René Passet - On ne peut pas vivre sans rêve

Entretien diffusé dans l’émission de Daniel Mermet "Là-bas si j’y suis" (2003)


René Passet : Le capitalisme, pour l’appeler par son nom, le système économique, si vous voulez, moi, ça m’est égal, qu’on l’appelle comme on voudra, a changé de logique. Dans les 30 glorieuses, c’était un capitalisme dont les principaux acteurs étaient des chefs d’entreprise, des entrepreneurs, des syndicats ouvriers et l’Etat. Les entrepreneurs et les ouvriers , ça n’a pas tout à fait les mêmes intérêts ; il arrive qu’ils se rentrent dans le chou mais dans l’opposition, il y a quand même quelque chose de commun : la communauté des intérêts. Moi, si je veux vendre mes bagnoles, il faut que je distribue du pouvoir d’achat et des bons salaires ; bien sûr, il faut que toute l’économie si elle veut fonctionner distribue du pouvoir d’achat. En gros, on peut dire pour faire image que le salaire nourrissait le profit qui nourrissait le salaire. Vous avez un progrès économique qui coincide avec un progrès social ; ça veut dire amélioration des conditions de travail ; ça veut dire réduction du temps de travail.
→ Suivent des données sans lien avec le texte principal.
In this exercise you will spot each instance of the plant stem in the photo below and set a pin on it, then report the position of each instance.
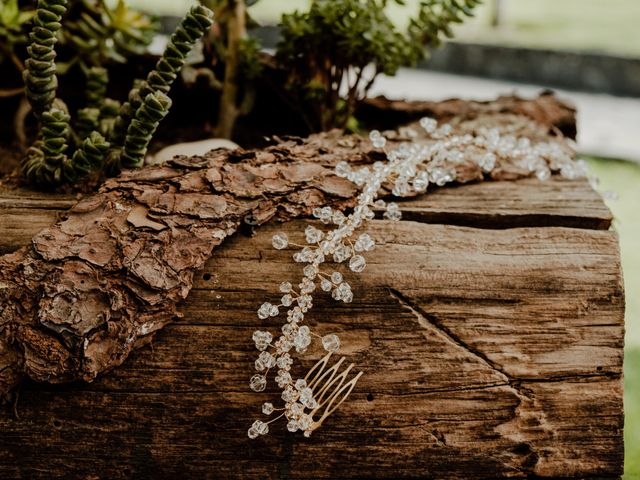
(236, 32)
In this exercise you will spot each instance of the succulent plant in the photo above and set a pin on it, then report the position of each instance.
(96, 33)
(105, 134)
(330, 46)
(13, 30)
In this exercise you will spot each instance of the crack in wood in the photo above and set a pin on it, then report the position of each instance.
(425, 318)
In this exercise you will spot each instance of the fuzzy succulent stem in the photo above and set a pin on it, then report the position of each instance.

Dites-vous qu’entre le début du siècle et aujourd’hui, la durée de travail est passée à plus de 3000 heures par an à moins de 1600 heures ; et que, pourtant, le pouvoir d’achat du salaire a été multiplié par 8. Voilà ce que c’est le progrès social. Mais aujourd’hui, malheureusement, le cercle a succombé au vice... parce que ce ne sont plus les mêmes hommes qui sont au pouvoir. Aujourd’hui, ce qui domine, c’est un patronat financier et c’est donc un pouvoir de la finance qui est là, à tous les niveaux ; et ça change complètement la nature des relations. A partir du moment où vous avez un revenu dominant qui se nourrit de tous les autres, vous avez un discours qui devient le discours du "trop", trop de tous les autres bien sûr, trop de masse salariale, trop d’Etat, trop de protection sociale, trop d’aide publique internationale. Aujourd’hui, une lutte féroce est engagée non plus pour le partage des gains de productivité mais pour la captation intégrale des gains de productivité par quelques uns. Et ça, ça vous explique pourquoi on préfère créer du sous-emploi ,du chômage, plutôt que de réduire le temps de travail. Parce que d’abord le chômage est un excellent moyen de pression sur les salaires ; s’il y a du chômage, il y a une pression de l’offre du travail...

Giv Anquetil : Si c’est pas vous qui le prenez, il y en aura dix autres...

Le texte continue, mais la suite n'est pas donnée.